Prevención de Lesiones y Estrategias de Entrenamiento Complementario

A pesar de que el pádel se considera un deporte de bajo impacto, los movimientos repetitivos y la falta de fuerza pueden llevar a lesiones comunes, especialmente en personas mayores de 50 años. El entrenador Roger Morell advierte sobre las sobrecargas en rodillas, hombros y codos, áreas particularmente vulnerables debido a los giros y golpes constantes. Para mitigar estos riesgos, sugiere una preparación física específica y complementaria, que incluya el fortalecimiento de los músculos que soportan estas articulaciones. La estrategia de entrenamiento no se limita solo a la cancha, sino que se extiende a sesiones fuera de ella, enfocándose en la tonificación muscular y la estabilidad para proteger el cuerpo durante el juego. Un programa bien diseñado no solo previene lesiones, sino que también mejora el rendimiento general, permitiendo disfrutar del pádel de manera segura y efectiva a largo plazo, sin que el temor a las lesiones se convierta en un impedimento para la práctica deportiva.

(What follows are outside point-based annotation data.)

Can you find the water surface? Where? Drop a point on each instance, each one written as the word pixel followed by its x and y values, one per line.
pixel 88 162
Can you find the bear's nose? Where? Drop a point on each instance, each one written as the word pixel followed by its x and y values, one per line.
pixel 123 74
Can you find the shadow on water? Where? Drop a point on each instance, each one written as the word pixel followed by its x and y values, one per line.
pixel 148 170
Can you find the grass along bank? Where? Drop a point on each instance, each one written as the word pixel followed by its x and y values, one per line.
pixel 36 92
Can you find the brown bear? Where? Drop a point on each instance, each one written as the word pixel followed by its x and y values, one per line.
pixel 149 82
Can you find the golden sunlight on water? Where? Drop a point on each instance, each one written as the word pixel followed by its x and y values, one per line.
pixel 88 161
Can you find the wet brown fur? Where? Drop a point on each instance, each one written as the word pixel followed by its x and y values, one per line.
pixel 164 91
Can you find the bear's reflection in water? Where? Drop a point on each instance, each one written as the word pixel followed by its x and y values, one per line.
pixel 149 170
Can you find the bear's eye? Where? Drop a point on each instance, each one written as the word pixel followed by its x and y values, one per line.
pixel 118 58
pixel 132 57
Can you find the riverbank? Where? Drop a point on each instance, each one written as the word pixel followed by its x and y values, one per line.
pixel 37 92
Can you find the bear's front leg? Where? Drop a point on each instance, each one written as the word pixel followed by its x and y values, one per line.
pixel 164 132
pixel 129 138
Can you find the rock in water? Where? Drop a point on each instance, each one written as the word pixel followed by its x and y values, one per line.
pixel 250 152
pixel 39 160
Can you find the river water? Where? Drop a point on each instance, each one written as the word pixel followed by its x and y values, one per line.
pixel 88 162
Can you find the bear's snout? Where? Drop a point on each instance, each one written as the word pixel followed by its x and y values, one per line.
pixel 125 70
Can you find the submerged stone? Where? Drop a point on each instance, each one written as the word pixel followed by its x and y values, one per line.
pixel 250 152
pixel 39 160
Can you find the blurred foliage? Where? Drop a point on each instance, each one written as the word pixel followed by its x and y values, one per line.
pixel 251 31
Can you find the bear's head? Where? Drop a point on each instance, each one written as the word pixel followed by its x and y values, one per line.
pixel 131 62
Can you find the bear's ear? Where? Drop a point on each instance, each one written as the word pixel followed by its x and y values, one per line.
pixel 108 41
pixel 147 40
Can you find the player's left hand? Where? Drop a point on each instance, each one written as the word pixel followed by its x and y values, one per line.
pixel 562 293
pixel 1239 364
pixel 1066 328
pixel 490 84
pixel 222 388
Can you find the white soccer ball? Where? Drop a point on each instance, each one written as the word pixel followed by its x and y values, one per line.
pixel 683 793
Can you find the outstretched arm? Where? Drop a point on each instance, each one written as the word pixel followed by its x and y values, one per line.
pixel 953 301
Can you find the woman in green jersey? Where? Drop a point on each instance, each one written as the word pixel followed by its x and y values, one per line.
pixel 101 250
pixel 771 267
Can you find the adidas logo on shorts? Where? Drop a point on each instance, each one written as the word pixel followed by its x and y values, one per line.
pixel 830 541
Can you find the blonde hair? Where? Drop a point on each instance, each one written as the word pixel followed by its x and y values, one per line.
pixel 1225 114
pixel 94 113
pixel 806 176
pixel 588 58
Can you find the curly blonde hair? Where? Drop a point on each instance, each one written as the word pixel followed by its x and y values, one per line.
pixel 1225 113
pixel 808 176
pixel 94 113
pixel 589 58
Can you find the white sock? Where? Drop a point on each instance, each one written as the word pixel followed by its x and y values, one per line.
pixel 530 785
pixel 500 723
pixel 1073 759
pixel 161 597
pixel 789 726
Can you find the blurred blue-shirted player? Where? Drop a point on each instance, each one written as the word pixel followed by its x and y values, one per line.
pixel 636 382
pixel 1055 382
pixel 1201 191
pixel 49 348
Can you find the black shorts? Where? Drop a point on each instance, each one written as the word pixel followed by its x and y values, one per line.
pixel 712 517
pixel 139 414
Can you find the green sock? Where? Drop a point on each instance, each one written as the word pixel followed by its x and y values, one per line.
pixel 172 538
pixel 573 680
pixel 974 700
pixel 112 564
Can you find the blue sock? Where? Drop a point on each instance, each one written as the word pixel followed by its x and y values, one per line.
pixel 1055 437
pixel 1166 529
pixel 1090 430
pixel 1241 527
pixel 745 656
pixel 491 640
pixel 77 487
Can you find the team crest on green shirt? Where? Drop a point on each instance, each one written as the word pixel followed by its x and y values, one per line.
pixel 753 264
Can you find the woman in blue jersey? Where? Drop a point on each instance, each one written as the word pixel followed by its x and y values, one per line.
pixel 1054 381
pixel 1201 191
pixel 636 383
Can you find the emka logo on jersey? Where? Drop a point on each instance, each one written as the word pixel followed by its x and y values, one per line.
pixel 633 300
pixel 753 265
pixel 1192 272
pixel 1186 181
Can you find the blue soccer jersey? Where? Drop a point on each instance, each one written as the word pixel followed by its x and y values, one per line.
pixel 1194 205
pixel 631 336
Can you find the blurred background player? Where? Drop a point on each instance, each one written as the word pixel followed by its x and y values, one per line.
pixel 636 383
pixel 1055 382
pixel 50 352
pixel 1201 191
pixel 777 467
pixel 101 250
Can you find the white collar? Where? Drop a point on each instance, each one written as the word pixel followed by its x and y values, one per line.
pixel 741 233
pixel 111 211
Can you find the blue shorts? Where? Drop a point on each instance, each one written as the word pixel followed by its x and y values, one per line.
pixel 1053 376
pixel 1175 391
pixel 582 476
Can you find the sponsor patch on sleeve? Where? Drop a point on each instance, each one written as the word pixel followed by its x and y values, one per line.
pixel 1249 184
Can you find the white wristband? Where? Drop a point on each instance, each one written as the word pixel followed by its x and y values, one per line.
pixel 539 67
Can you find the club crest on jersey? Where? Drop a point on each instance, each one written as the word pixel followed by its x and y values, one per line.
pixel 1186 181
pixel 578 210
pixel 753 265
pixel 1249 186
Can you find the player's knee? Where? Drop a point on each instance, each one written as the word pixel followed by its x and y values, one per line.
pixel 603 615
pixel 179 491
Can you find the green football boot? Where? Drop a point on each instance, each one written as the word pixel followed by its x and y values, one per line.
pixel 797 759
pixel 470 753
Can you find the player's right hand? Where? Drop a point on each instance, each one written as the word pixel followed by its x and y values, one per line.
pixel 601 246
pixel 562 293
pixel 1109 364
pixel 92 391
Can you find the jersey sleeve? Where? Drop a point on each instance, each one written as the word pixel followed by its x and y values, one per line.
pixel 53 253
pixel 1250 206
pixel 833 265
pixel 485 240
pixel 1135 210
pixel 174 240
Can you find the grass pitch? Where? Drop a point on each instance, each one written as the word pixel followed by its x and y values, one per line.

Para una preparación física efectiva, Roger Morell propone una rutina semanal de dos días dedicada a fortalecer el cuerpo más allá de la cancha de pádel. Un día estaría centrado en el tren inferior, con ejercicios como sentadillas, zancadas, puentes de glúteo y aperturas laterales, complementados con ejercicios de equilibrio y movilidad. El segundo día se enfocaría en el core, a través de planchas y actividades de estabilidad, además de fortalecer hombros y antebrazos con poleas. Esta diversidad de ejercicios busca reforzar las zonas clave que intervienen en los cambios de dirección y en la estabilización del cuerpo durante los golpes. Además de la preparación física, Morell enfatiza la importancia de un calentamiento adecuado antes de cada partido, de cinco a diez minutos, con movilidad de hombros y cadera, activaciones de glúteos y core, y desplazamientos laterales. Esta rutina no solo minimiza el riesgo de lesiones, sino que también mejora la adaptabilidad del cuerpo a las exigencias del pádel, permitiendo un juego más fluido y duradero, especialmente para quienes retoman la actividad física después de un tiempo de inactividad o presentan molestias recurrentes.